Le Bélénos gaulois répondait à l’Apollon des romains. Beaucoup d’inscriptions Apollini Beleno(6), le montrent aussi, et dans toutes les contrées occupées par la race celtique. Au dire de César, ce Bélénos était avant tout le dieu de la médecine, de la santé et de la force physique(7). À ce titre, il présidait aux eaux thermales, sous divers surnoms, Apollini Granno, par exemple, pour Aix-la-Chapelle, Aquæ granni. Le dieu Belin, dont parle Hérodien, et que les Gaulois de la Gaule transpadane assimilaient à Apollon, était la divinité d’une source de ce genre(8). À Autun, une autre source d’eaux thermales, consacrée à Bélénos avait, sorte d’ordalie celtique analogue à celle des eaux du Rhin, la vertu de découvrir les parjures(9). Bélénos présidait encore aux plantes médicinales, dont plusieurs portaient son nom ; par exemple, le belinuntia, la jusquiame, l’apollinaire de Pline l’Ancien, que l’on appelle encore vulgairement aujourd’hui herbe de Sainte-Apolline ; par exemple encore le beliucandar, notre mille-feuille, l’achillée classique, pour guérir les blessures.

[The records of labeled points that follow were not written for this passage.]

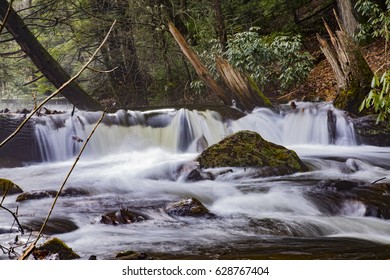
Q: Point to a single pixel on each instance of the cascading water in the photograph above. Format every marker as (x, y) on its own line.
(138, 160)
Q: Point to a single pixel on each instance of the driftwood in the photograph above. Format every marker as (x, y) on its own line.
(200, 69)
(352, 72)
(32, 246)
(52, 70)
(240, 88)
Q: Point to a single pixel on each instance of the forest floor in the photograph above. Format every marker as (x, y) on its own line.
(321, 83)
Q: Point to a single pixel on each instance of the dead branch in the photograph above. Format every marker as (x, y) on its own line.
(15, 217)
(6, 16)
(31, 248)
(58, 90)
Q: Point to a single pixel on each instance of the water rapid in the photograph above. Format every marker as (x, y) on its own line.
(135, 160)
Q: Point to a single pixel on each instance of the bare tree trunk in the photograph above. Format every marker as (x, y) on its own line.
(352, 72)
(200, 69)
(220, 25)
(346, 10)
(45, 62)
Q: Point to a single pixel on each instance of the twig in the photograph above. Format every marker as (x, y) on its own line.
(102, 71)
(15, 217)
(6, 16)
(376, 181)
(31, 248)
(58, 90)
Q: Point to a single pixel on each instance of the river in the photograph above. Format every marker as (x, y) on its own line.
(134, 160)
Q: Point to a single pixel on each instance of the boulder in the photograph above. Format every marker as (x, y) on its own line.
(50, 194)
(371, 133)
(248, 149)
(9, 187)
(123, 216)
(54, 249)
(190, 207)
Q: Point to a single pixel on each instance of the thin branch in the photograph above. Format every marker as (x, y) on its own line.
(102, 71)
(6, 16)
(31, 248)
(58, 90)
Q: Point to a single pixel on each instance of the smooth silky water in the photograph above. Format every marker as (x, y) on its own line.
(138, 160)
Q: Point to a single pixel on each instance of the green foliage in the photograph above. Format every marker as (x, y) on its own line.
(378, 20)
(269, 60)
(379, 97)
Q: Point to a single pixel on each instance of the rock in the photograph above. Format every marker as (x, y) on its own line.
(131, 255)
(123, 216)
(249, 149)
(188, 208)
(198, 175)
(55, 225)
(54, 248)
(370, 133)
(9, 187)
(50, 194)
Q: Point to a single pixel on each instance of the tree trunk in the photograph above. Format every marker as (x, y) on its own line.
(352, 72)
(45, 62)
(200, 69)
(346, 10)
(242, 88)
(220, 25)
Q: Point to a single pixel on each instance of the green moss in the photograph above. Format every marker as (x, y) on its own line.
(249, 149)
(9, 187)
(55, 246)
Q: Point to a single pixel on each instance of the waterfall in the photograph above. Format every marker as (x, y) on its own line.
(59, 136)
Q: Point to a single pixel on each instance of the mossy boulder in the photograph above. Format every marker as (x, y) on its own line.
(9, 187)
(70, 192)
(248, 149)
(123, 216)
(55, 248)
(371, 133)
(190, 207)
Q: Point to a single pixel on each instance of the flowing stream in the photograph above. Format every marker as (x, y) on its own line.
(138, 160)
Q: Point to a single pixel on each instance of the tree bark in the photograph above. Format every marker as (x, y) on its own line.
(346, 10)
(200, 69)
(220, 25)
(352, 72)
(49, 67)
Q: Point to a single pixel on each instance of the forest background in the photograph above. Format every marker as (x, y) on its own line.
(273, 41)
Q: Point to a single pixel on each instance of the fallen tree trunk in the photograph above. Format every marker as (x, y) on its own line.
(351, 70)
(49, 67)
(200, 69)
(241, 90)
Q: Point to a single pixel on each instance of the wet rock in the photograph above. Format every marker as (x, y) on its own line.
(249, 149)
(123, 216)
(198, 175)
(55, 249)
(370, 133)
(9, 187)
(73, 192)
(188, 208)
(56, 225)
(334, 194)
(131, 255)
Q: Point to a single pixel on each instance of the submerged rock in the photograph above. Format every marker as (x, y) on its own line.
(123, 216)
(50, 194)
(55, 225)
(131, 255)
(190, 207)
(9, 187)
(55, 249)
(370, 133)
(249, 149)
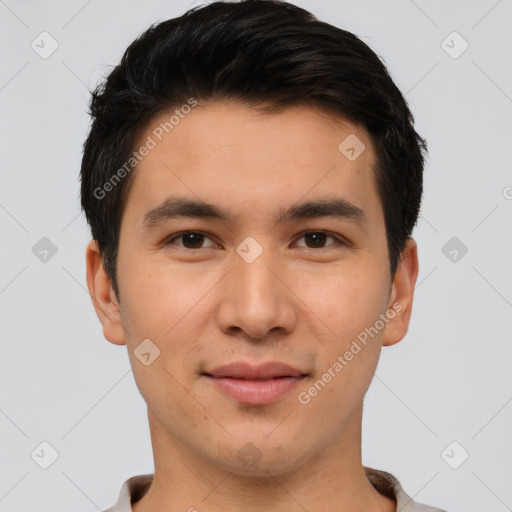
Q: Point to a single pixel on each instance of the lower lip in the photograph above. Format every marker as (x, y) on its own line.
(257, 392)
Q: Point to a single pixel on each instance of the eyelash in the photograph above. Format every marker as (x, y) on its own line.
(181, 234)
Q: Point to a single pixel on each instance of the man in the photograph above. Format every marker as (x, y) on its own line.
(252, 178)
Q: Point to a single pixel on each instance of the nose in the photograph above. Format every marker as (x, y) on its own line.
(256, 300)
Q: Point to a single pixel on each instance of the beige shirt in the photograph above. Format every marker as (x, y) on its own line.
(135, 487)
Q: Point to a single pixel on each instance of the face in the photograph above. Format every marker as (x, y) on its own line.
(284, 277)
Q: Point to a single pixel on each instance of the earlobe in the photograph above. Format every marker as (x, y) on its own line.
(103, 296)
(402, 294)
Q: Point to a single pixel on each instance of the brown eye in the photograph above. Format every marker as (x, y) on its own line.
(190, 240)
(317, 239)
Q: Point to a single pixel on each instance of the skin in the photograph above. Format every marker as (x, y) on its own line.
(298, 302)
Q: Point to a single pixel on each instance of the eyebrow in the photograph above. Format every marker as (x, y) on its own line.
(177, 207)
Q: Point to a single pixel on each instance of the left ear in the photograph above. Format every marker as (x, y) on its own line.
(402, 294)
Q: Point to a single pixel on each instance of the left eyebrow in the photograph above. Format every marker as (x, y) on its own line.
(176, 206)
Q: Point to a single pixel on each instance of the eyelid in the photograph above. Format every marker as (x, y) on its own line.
(170, 240)
(339, 239)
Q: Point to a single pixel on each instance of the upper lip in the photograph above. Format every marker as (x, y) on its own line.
(242, 370)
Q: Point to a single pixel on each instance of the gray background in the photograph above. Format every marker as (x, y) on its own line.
(448, 380)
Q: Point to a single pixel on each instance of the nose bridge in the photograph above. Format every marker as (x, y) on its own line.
(256, 301)
(258, 288)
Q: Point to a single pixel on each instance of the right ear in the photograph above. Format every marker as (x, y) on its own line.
(103, 296)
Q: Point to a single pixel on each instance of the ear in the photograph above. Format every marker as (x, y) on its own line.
(402, 294)
(103, 296)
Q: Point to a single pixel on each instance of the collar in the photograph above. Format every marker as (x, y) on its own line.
(385, 483)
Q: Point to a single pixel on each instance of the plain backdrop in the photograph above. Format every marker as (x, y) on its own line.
(440, 396)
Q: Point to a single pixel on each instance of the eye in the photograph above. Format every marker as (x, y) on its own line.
(191, 239)
(318, 239)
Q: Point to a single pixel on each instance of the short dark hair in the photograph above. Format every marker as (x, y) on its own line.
(270, 55)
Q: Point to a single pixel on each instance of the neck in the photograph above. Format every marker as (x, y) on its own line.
(334, 480)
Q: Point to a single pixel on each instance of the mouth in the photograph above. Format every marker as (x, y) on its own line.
(255, 385)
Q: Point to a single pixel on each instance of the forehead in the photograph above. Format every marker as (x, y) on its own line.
(229, 154)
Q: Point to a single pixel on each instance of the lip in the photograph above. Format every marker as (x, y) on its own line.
(255, 385)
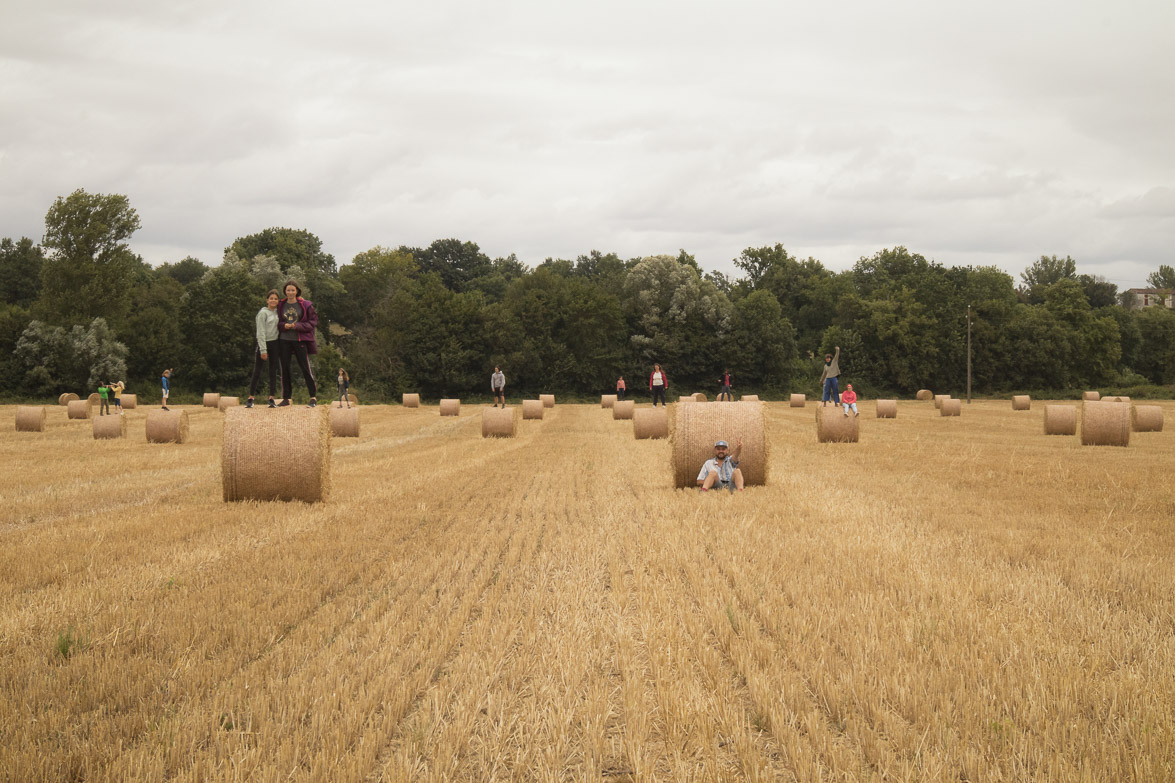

C’est une prêtresse d’Apollon qui, dans Virgile, enfant de la Gaule cisalpine, indique la forêt où se cachait le rameau d’or qui ouvrait les portes d’un autre monde, et qui était le gui druidique, comme le doux poète l’indique assez lui-même. En Aquitaine, Bélénos était adoré sous le nom d’Abellio(10). Son culte était donc répandu dans toute la Gaule. Il était aussi personnifié dans le soleil, l’astre aux effluves vivifiantes, le principe de la fécondité, de la jeunesse et de la vie, l’époux de la terre. Grian, d’où Grannus en gallois, Béa ou Bel, en irlandais, signifient également le soleil ; Béal ou Bel, d’où Belltaine, nom de ces feux allumés partout au premier mai, au temps de la fête de Flore, sur le Beuvray, pour célébrer le retour du printemps et l’hymen de la nature. On sait qu’on allume encore ces feux de la Saint-Jean, par tradition, sur les montagnes, dans les villes de certaines provinces plus purement celtiques, l’Auvergne, la Franche-Comté, le Morvan. Les druides faisaient passer les troupeaux entre ces feux de mai, Belltaine, pour les préserver des maladies pendant toute l’année(11).